Sunday, April 26, 2009

050107: Philippine stocks drop on slower US economy

 

 

By Luzi Ann Javier

Bloomberg

 

Philippine stocks fell on concern slowing economic growth in the US may cap demand for exports from the Southeast Asian nation. Ayala Corp. led the decline.

“Investors are not comfortable with a slowdown in the US economy,” said Jonathan Ravelas, market strategist at Banco de Oro in Manila. “That will have an impact on our exports and consumer spending.”

The Philippine Stock Exchange index lost 47.65, or 1.4 percent, to 3270.73 at the noon close in Manila. Losers outnumbered gainers, 68 to 35, with 56 stocks unchanged in the broader market.

The economy in the US, the Philippines’ biggest export market, expanded at an annual rate of 1.3 percent in the first quarter, the US Commerce Department said on April 27. That’s the slowest pace in four years.

Ayala, the fourth-biggest listed company, fell P15, or 2.4 percent, to P600. Its unit Ayala Land Inc. dropped 75 centavos, or 4.1 percent, to P17.50.

Megaworld Corp., one of the nation’s two biggest builders of residential and office towers, declined 20 centavos, or 5.8 percent, to P3.25.

Concern by some investors that the government may borrow more than planned to finance its budget deficit also contributed to the decline in stocks.

“It’s a crowding out effect,” said Jose Vistan, head of research at AB Capital Securities Inc. in Manila. “If the government borrows too much, the cost of borrowing for companies will go up.”

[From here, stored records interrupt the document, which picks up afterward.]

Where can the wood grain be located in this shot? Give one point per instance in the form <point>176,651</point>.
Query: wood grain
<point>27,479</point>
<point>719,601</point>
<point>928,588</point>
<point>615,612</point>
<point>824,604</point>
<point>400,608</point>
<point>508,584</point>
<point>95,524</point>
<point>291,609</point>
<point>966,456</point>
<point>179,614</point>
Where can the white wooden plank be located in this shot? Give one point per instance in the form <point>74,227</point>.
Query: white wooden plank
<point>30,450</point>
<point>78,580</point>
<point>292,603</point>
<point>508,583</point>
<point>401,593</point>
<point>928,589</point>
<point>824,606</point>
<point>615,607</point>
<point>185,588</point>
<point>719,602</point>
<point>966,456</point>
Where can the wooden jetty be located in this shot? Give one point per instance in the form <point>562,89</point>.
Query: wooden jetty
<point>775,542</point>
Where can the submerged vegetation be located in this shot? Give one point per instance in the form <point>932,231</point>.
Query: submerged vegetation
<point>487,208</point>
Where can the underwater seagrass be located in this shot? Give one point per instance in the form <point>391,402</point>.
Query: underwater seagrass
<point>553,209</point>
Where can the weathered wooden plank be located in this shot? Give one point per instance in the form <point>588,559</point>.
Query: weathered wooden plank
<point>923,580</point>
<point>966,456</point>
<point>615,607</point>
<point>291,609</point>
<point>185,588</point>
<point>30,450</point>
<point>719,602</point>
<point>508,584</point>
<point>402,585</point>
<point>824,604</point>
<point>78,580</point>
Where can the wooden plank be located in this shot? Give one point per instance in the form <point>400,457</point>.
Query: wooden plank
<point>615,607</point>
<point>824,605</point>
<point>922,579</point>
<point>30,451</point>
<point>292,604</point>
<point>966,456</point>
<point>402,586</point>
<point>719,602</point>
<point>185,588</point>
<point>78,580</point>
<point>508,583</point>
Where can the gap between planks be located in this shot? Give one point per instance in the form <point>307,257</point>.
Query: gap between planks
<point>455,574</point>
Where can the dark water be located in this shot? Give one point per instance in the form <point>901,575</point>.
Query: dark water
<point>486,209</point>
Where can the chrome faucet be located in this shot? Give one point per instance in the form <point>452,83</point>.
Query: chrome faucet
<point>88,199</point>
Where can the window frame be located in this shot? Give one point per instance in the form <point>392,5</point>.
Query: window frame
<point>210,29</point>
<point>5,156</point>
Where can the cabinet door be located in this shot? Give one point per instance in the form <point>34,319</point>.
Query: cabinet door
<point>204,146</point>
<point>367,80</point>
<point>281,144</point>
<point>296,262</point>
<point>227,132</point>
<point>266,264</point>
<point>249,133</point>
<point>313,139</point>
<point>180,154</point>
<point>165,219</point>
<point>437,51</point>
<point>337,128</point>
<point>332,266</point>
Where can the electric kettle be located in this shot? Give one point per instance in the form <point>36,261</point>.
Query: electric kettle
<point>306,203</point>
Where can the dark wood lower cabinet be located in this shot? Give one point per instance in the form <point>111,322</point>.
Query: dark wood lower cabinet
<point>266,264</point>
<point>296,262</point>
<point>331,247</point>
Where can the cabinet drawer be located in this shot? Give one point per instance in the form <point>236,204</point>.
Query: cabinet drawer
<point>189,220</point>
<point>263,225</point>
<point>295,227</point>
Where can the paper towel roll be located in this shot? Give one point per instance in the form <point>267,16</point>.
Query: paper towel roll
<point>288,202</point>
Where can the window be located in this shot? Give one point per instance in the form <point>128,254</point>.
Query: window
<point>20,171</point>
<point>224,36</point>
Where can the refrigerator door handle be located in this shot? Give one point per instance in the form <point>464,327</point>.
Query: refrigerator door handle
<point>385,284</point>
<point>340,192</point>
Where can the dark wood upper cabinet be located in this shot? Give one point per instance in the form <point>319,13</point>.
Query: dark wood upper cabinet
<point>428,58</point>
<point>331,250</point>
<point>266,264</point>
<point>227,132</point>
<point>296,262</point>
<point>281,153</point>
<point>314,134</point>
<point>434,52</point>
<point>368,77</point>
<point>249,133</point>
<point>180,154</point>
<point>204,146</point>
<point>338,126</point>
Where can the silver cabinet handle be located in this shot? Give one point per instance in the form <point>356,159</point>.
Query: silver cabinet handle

The Philippine government’s net borrowings for the first quarter exceeded its target by P1.93 billion, according to news reports, citing Department of Finance data.

Philippine Long Distance Co., the nation’s biggest company by market value, dropped P15, or 0.6 percent, to P2,540. The company plans to refinance about $100 million of debt with new peso borrowing after the elections, chairman Manuel Pangilinan said on March 7.